Scott Sutton, Chairman, President and Chief Executive Officer of Olin, said, “The restructuring actions announced on March 21, 2023 will complete the resizing of the epoxy resin business, which is expected to grow from
Beginning in the fourth quarter of 2023, annualized EBITDA will deliver a $50 million improvement, continuing our drive to grow epoxy business revenue to more sustainable levels. Through these actions, we will deploy the capacity of our global epoxy resin assets to improve profitability and prepare for future economic downturns. Our two chemical businesses continued to face a challenging demand environment. Our team remains focused on demonstrating the resilience and ability of our winning model to deliver significantly higher trough adjusted EBITDA levels compared to Olin’s historical approach. ”
Olin’s epoxy resin sales in the first quarter of 2023 were $360.7 million, compared to $789.5 million in the first quarter of 2022, a year-over-year decrease of 54%. The decline in epoxy resin sales was primarily due to a 31% volume decline, as well as a $184.7 million decline in cumene and bisphenol A sales.

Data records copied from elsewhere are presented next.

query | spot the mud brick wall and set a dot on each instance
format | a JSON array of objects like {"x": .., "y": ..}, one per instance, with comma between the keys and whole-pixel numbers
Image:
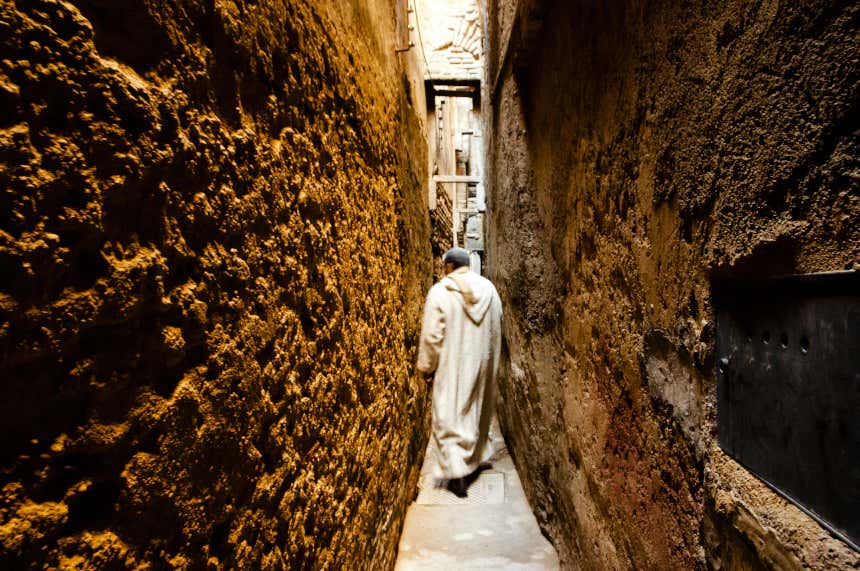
[
  {"x": 640, "y": 150},
  {"x": 213, "y": 250}
]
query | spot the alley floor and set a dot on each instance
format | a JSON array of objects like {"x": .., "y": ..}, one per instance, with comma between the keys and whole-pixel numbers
[{"x": 493, "y": 528}]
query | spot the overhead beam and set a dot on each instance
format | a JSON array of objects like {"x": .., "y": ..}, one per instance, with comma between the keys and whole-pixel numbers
[{"x": 456, "y": 178}]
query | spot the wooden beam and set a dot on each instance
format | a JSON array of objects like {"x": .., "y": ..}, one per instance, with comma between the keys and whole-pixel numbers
[{"x": 456, "y": 178}]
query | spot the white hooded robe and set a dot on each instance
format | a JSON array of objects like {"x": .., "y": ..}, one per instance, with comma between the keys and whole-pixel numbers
[{"x": 461, "y": 340}]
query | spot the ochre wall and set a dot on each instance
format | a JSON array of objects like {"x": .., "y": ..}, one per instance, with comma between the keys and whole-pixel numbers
[
  {"x": 213, "y": 247},
  {"x": 640, "y": 150}
]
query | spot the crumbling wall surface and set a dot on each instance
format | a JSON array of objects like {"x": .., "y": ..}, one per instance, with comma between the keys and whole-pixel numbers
[
  {"x": 213, "y": 250},
  {"x": 640, "y": 150}
]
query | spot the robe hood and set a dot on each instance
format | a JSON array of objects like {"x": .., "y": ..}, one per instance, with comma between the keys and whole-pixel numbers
[{"x": 476, "y": 293}]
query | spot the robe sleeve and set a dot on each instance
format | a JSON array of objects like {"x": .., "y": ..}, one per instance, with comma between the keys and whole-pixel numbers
[{"x": 432, "y": 335}]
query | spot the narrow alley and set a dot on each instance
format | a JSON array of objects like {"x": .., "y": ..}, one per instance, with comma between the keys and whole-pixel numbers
[{"x": 220, "y": 221}]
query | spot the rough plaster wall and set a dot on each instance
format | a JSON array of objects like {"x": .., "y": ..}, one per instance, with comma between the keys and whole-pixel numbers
[
  {"x": 646, "y": 148},
  {"x": 213, "y": 250}
]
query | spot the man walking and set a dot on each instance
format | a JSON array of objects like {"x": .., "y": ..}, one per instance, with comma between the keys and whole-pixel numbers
[{"x": 461, "y": 339}]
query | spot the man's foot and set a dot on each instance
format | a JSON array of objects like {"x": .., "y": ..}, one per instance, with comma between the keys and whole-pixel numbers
[
  {"x": 458, "y": 487},
  {"x": 470, "y": 479}
]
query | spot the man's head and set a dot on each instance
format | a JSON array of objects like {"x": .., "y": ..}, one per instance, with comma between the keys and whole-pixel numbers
[{"x": 455, "y": 258}]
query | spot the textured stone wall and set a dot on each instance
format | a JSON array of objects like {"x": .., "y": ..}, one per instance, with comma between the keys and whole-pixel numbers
[
  {"x": 640, "y": 150},
  {"x": 213, "y": 247}
]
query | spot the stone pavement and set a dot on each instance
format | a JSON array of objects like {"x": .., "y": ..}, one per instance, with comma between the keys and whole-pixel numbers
[{"x": 493, "y": 528}]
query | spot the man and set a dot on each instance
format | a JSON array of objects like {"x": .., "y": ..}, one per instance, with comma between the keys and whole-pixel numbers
[{"x": 459, "y": 349}]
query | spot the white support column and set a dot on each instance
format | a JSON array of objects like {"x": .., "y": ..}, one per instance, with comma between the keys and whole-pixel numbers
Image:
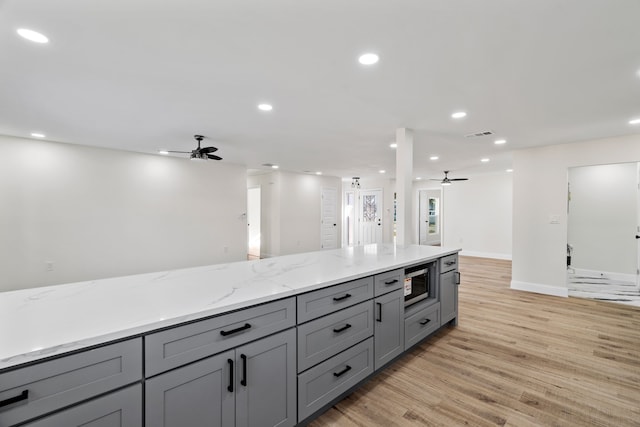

Therefore, on March 21, Olin made a decision to stop the operation of its Cumene plant in Terneuzen, the Netherlands, and also stop the production of solid epoxy resin at its plants in Gumi, South Korea, and Guaruja, Brazil.
Last year, Olin’s epoxy resin business revenue declined. In the first half of March, it stopped the comprehensive epoxy resin production at the Stade plant in Germany, and also cut its Fre eport in Texas.
And the production of epoxy resin and related upstream inputs at the Guaruja plant in Brazil, and the German plant resumed production in May of the same year.